Why is this most disastrous ailment, by which the agricultural interests in Britain have suffered so deeply, not legislated against? Why are these most ruinous and criminal practices allowed to go on, which threaten the destruction of our famed British cattle, and throw us entirely upon foreign supply? The reason is that our legislature and government are much engrossed with despicable party intrigue and cabal for power and place as to think of nothing else — at least totally to neglect the most urgent of their duties. We have, in fact, a continued civil war. There ought to be a minister of home sanitary affairs, well for man as for what supports man, not removable at every turn of the game of outs-and-ins. The scarcity and very high price of animal food (beef) to some extent owing to this disease, and the quantity of diseased meat sold in the market is disgusting to think of; the losses from this disease having in so many cases impoverished the farmer, he has been prevented from the enriching and high cultivation of his land, and diminished produce and increase of poverty are the result. The continental plan of eradicating the disease should immediately be adopted and most rigorously carried out; any one not reporting the appearance of this disease in his stock to be subject to heavy fine, and the taking to market or disposing of cattle when the disease is in the herd stock, except under supervision of the authorities, to be proceeded against as a criminal offence. The utmost care ought also to be taken that cattle trucks be cleanly washed out in every part each time they are used, and while dripping wet all over to be well dusted with quick lime. Before the appearance of the pleuro-pneumonia and of the mouth and foot disease, and before a delicacy of constitution had been induced by a cultivated selection of breeds having early disposition to fatten — to oil dropsy, without regard to strength or hardihood of constitution (as nature selects), the cow, especially the black cattle of Scotland, was proverbially free from disease. I may mention that although 1 have had a good many cattle in my possession, never had one under any infectious disease, owing, perhaps, to care in the purchase, and attention have clean cattle trucks.

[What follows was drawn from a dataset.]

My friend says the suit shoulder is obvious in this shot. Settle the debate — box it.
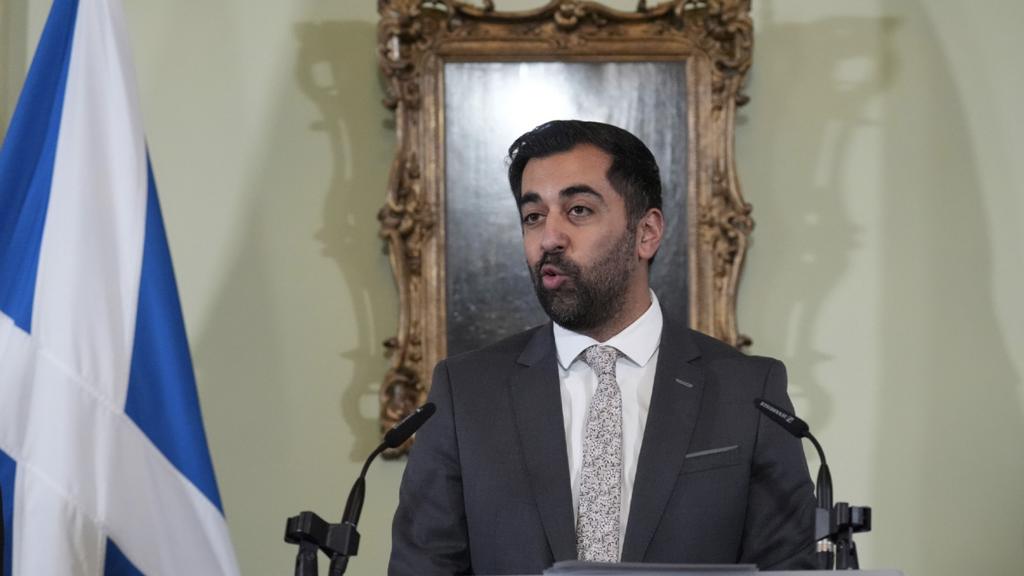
[690,330,785,378]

These oil-dropsical cattle, which by five years of age get non-productive, must tend to construct a race of men of the same character — to which John Bull, no doubt, is tending. This leads us to consider of the propriety of following out these denaturalized breeds. We wish to grow athletes — men fit for the battle field, men able to vault a six bar gate, and keep with the hounds on foot—of thick skins, of flesh firm, tough, and elastic as a piece of india rubber, able to bear any amount of blows without swelling up like a puff ball. Is it necessary to remind the reader that this tone of the muscular system and ability to run down any amount of Frenchmen is not to be obtained by drinking French wines or any other large quantity of fluid, especially if drugged with alcohol, &c.? Need I further mention that wine is much disposed to run into the acetous fermentation, and that a common method of correcting this is to hang a small bag of sugar (acetate) of lead in the wine cask from the bunghole, sufficient to poison the animalcules, the production of which seems cause the acidity? Pure cold water, which being the natural corrector of thirst, is delicious while required, and insipid (Scottice, wersh) when not required, is the drink of the able soldier. Tea and beer, without any addition of stupifying drugs, come next; but in these the natural provision against excess is wanting.—

PATRICK MATTHEW, Gourdie Hill, Carse of Gowrie, July 20th.— Mark-lane Express.